Mlliyet Milliyet Blog Milliyet Blog
 
Facebook Connect
Blog Kategorileri
 

24 Eylül '12

 
Kategori
İnançlar
 

Muhyi'ddin Arabi-2

Muhyi'ddin Arabi-2
 

“Allah yolunda öldürülenleri ölüdürler sanmayınız. Hayır onlar diri ve Rabları katında rızıklanmaktadırlar.” Ayetinde Ibnu’l-Arabi, mecazi bir mana aramaz.


İbnu’l-Arabi, Kur’an ile onun Tanrı ehli dilinden tefsiri arasında bir fark görmemektedir. “Nasıl, Kur’an Allah’ın sözü olduğu için önünden ve sonundan onu hükümsüz kılacak bir şey gelmezse hakikat adamlarının tefsirlerini de hükümsüz kılacak bir şey gelmeyecektir. Çünkü o tefsirler, onların kalplerine Allah’tan doğmuştur. Allah bazı kullarına bizzat ilhamıyla öğretmiştir. “Nefse ve onu düzenleyene, sonra da ona iyilik ve kötülüğü ilham edene and olsun” buyurmuştur. Nasıl kitabın aslı Allah’tan Nebilerinin kalplerine indirilmişse manası da öyle bazı mü’minlerin kalplerine indirilmiştir. Böylece aslı gibi şerhi de Allah tarafından indirilmiş olur.. Diyen İbnu’l-Arabi, zahir tefsiri inkar etmez. Zaten sufileri batınilerden ayıran en önemli fark, zahir tefsiri esas kabul etmeleridir. Şer’i nasların zahirini kabul eder. Futuhatın mukaddimesinde de buna işaret etmiştir:

Hz. Rasulullah (s.a.v.) in getirdiği gerek bildiğim, gerek bilmediğim her şeye inanıyorum. Ölüm, Allah’ın verdiği bir süreye göredir. O, ileri geri kalmaz. Buna kesin olarak şeksiz ve şüphesiz inandım. Yine inandım, ikrar ettim ki kabirde sual meleklerinin sorusu haktır. Kabir azabı haktır. Havz haktır, mizan haktır, amel defteri haktır, sırat haktır, cennet haktır, cehennem haktır, bir grubun cennette bir grubun da cehennemde olması haktır. Meleklerin ve Nebi/Rasullerin şefaati haktır...”

İbnu’l-Arabi, özellikle çok tesirinde kaldığı Sülemi ve Gazali gibi, batın tefsirlerin zahirle çatışmayacağına kanidir.

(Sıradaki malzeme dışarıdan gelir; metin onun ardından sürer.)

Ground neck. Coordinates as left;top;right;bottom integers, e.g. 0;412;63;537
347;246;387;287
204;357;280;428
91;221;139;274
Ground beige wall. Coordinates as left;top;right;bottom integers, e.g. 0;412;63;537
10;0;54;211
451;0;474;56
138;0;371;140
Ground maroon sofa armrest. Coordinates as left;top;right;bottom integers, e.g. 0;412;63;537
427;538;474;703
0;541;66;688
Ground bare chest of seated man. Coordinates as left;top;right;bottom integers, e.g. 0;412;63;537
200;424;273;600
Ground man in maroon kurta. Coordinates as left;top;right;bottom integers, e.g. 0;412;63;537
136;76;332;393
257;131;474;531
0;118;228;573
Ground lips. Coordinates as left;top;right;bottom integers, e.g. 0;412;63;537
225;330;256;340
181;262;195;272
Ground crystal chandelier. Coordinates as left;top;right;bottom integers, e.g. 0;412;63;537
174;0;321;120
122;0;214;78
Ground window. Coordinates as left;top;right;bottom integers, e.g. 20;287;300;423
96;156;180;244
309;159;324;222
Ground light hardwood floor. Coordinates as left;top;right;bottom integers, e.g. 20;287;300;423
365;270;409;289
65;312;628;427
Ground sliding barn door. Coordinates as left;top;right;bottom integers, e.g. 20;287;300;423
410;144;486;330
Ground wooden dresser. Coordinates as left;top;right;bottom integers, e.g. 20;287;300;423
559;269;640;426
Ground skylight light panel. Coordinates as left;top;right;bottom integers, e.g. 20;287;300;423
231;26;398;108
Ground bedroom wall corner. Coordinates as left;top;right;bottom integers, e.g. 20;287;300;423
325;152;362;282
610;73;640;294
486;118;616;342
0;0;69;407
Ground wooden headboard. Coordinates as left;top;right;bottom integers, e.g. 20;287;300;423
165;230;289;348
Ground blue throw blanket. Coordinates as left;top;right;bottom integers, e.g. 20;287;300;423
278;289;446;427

Çok aşırı, hatta hayali denecek teviller yapmasına rağmen çok da muhafazakardır. Mezheb itibariyle zahiri olan İbnu’l-Arabi, zahiri fıkıh usulünü yazmıştır. Kur’an’ın, Kur’an’la ve sünnetle neshedilebileceğine kani olan İbnu’l-Arabi, şeriatte geçen kelimeler hakkında aynen şöyle diyor:

“Bir ayet veya hadis vârid olduğu zaman asıl olan, onun Arap dilinde gösterdiği manayı almaktır. Şayet şeriatı kuran, onu asıl manasından başka manada kullanmışsa o zaman onu şariin kullandığı manada anlamak asıl olur. Bundan sonra o sözle başka bir haber gelirse artık Arap dilindeki manasında değil, sariin açıkladığı şekilde anlamak lazımdır. Şayet o lafız hakkında şariin, Arap dilindeki manasını kasdettiğine dair bir haber gelirse o zaman yalnız oraya mahsus olmak üzere kelimenin lugat manası alınır.”

“Allah yolunda öldürülenleri ölüdürler sanmayınız. Hayır onlar diri ve Rabları katında rızıklanmaktadırlar.”Ayetinde Ibnu’l-Arabi, mecazi bir mana aramaz. Şehitlerin diri olduğu hakkındaki zahiri manayı anlar: “Aramızda Zeyd ve Amr’in yaşaması gibi. Şehidlere ölü denilemez. Çünkü Allah bundan menetmiştir. Onlar diridirler ama halktan onları görecek gözü almıştır. Nasıl Allah, melekleri ve cinleri görecek gözü almışsa.”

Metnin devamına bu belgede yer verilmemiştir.